A different kind of fall
DALLAS, TEXAS — Cold wind and an unsettled gray sky drew me outside before supper. I headed for a nearby park I’d been wanting to visit, and I kept my jacket tight around me as I walked. I could feel the cold starting to numb my ears and cheeks, and a few stray rainspecks hit my skin.
When I reached the park, I came to a sidewalk that wound past a dirty, shrunken pond. A mockingbird fled into the brush, and four sparrows quickly disappeared. A Black Vulture labored overhead, and of course there were the crows.
As I passed the pond, a canopy of mesquite and a low-growing elm or hackberry stretched over the path. A flock of yellow-rumps moved through the trees, calling, and I heard a chickadee and a kinglet or two.
Small, pale brown leaves covered the ground, and the tortured mesquite trunks twisted and cracked on their upward ascent.
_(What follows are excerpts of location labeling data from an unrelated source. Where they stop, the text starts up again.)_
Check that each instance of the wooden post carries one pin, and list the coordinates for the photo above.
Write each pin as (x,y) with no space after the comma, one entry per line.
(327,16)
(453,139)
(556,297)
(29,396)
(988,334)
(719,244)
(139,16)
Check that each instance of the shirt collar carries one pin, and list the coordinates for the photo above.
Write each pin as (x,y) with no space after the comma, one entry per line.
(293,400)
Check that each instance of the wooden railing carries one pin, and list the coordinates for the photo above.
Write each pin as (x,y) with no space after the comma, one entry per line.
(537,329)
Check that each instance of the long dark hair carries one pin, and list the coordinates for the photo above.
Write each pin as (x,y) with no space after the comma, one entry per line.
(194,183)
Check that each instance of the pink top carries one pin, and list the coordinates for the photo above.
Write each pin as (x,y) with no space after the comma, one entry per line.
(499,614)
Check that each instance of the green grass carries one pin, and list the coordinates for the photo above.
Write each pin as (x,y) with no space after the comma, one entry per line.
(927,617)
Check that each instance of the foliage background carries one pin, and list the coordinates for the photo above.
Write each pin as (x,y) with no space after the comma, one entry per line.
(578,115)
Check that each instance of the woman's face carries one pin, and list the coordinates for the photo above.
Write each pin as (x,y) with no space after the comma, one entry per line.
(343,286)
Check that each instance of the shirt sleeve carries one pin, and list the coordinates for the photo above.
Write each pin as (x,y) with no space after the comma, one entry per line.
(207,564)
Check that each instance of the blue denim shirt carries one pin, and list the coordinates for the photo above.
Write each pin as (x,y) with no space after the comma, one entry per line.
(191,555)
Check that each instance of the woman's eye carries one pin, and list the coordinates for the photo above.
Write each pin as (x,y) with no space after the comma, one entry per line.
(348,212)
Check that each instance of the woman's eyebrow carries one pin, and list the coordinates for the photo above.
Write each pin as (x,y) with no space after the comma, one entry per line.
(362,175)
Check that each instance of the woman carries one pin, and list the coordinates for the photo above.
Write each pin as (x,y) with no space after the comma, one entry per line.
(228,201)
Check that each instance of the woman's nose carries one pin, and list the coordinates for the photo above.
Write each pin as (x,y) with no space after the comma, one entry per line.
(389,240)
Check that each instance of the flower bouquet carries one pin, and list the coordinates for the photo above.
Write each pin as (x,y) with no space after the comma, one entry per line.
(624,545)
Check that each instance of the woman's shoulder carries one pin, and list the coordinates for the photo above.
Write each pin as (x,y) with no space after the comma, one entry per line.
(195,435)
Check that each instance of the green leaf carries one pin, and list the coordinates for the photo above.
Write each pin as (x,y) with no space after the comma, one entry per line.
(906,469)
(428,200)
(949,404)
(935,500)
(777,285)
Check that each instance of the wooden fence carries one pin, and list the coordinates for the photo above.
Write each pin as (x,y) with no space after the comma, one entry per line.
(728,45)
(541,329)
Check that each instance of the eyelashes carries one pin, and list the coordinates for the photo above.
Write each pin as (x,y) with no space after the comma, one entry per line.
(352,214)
Blue cone-berries clung to the cedars, and dark brown, corkscrewed pods littered the ground under a locust. Two trunks grew close, one sprouting strange corky warts and the other deeply furrowed.
I was sheltered from the wind, but my fingers got numb if I took them out of my pockets.
How different this place is from those I grew to love as a child. But this is fall. And this is beautiful.